The short version is below. The long version, with two real cases I sat through, is the rest of this article.

The honest one-liner: a Skill is a runbook, an MCP server is a live socket

Most "Claude Skills vs MCP" posts settle on a layer model: Skills sit at the prompt/knowledge layer, MCP sits at the integration layer. That's not wrong. It's just bloodless.

Here's the cut that actually predicts which one you should reach for:

  • A Skill is a runbook the agent reads. It encodes how you do something — which scripts to run, in what order, what to check when it fails, which platform quirks matter. The agent loads it as text, decides when to use it, and then runs your actual files. The state lives on your disk.
  • An MCP server is a live socket into someone else's running system. It exposes the current state of an external product — the node a designer just selected in Figma, the page a tester is on in Chrome, the rows a teammate just edited in a Notion database — as something the agent can call.
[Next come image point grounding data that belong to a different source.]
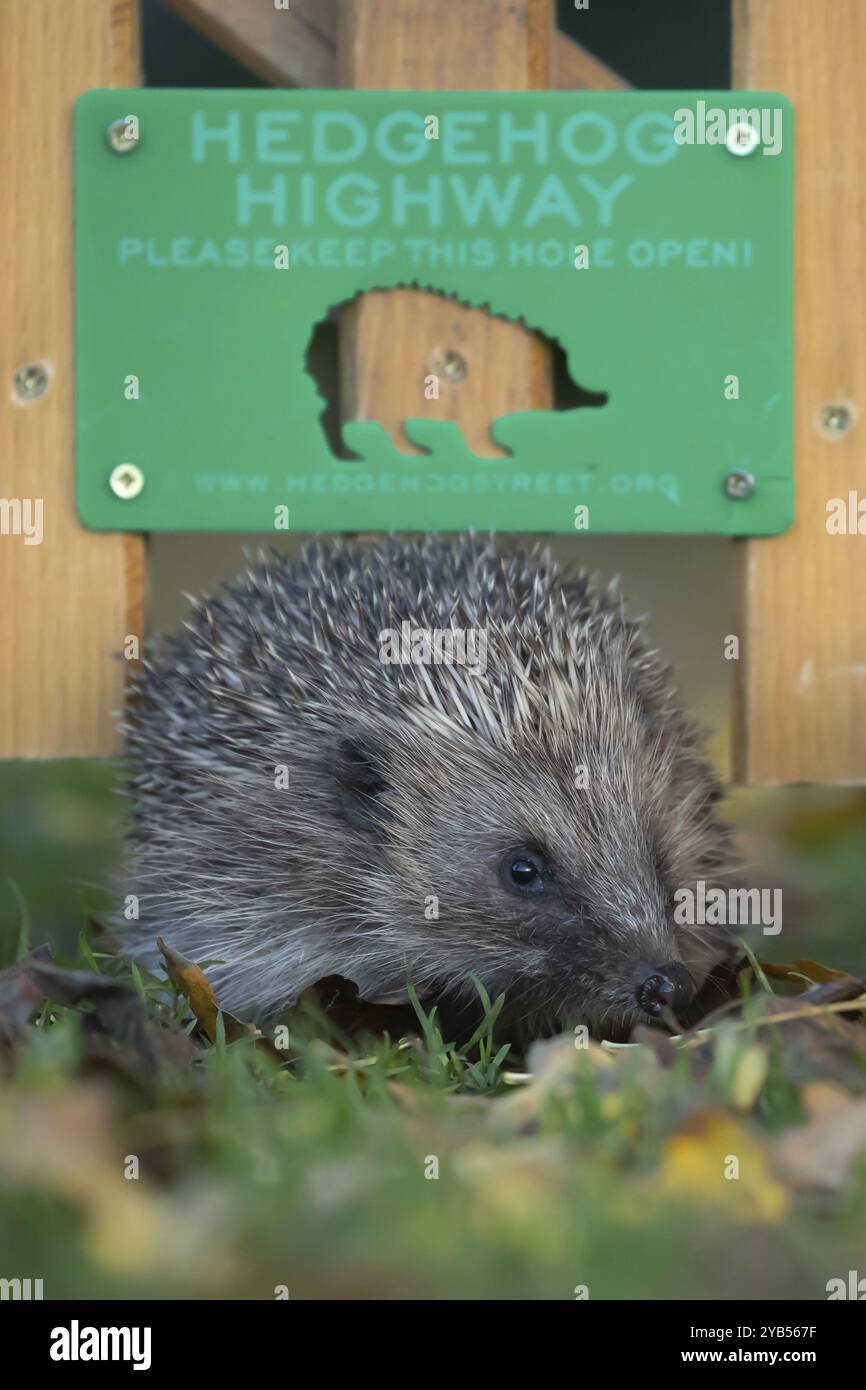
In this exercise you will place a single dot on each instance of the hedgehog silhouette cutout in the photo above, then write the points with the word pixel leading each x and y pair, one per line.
pixel 441 377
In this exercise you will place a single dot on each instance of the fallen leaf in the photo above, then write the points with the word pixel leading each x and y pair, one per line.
pixel 813 972
pixel 818 1155
pixel 716 1161
pixel 195 987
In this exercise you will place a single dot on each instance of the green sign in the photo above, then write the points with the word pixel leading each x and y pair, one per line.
pixel 647 234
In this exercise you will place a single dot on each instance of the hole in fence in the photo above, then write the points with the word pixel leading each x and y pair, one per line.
pixel 433 377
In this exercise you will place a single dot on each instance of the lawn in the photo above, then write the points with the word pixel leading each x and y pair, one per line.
pixel 153 1151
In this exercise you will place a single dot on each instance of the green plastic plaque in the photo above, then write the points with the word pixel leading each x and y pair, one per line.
pixel 641 232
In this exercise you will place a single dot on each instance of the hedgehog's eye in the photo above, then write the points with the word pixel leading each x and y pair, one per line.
pixel 523 870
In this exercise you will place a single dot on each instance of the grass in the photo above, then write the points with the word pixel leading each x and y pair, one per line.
pixel 409 1168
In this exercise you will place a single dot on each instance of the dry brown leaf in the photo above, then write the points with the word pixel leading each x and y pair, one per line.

Both are legitimate. They just answer different questions. A Skill tells the agent "how to do X here". An MCP server tells the agent "what is true right now over there".

Once you internalize that, the rest of the choices fall out almost mechanically.

Case 1: why I built transcribe-skill as a Skill, not an MCP server

One of the six Skills is transcribe-skill. Its job is to turn any audio or video source — a YouTube link, a podcast feed, a direct audio URL, a local file — into clean text and SRT, optionally cleaned up using the show's metadata page.

I never seriously considered making it an MCP server. Four reasons, in the order they hit me.

1. Iteration speed. Transcription tools live next to a moving target. Small platforms change their player, YouTube tightens cookies, Bilibili rotates anti-scrape, podcast RSS gets a new edge case, subtitle formats drift. With CLI scripts the agent opens sources.py or audio.py, edits the parser, and reruns. With an MCP server every fix has to flow back through tool contracts, resource URIs, error envelopes, and client compatibility — a 30-minute fix becomes a half-day patch.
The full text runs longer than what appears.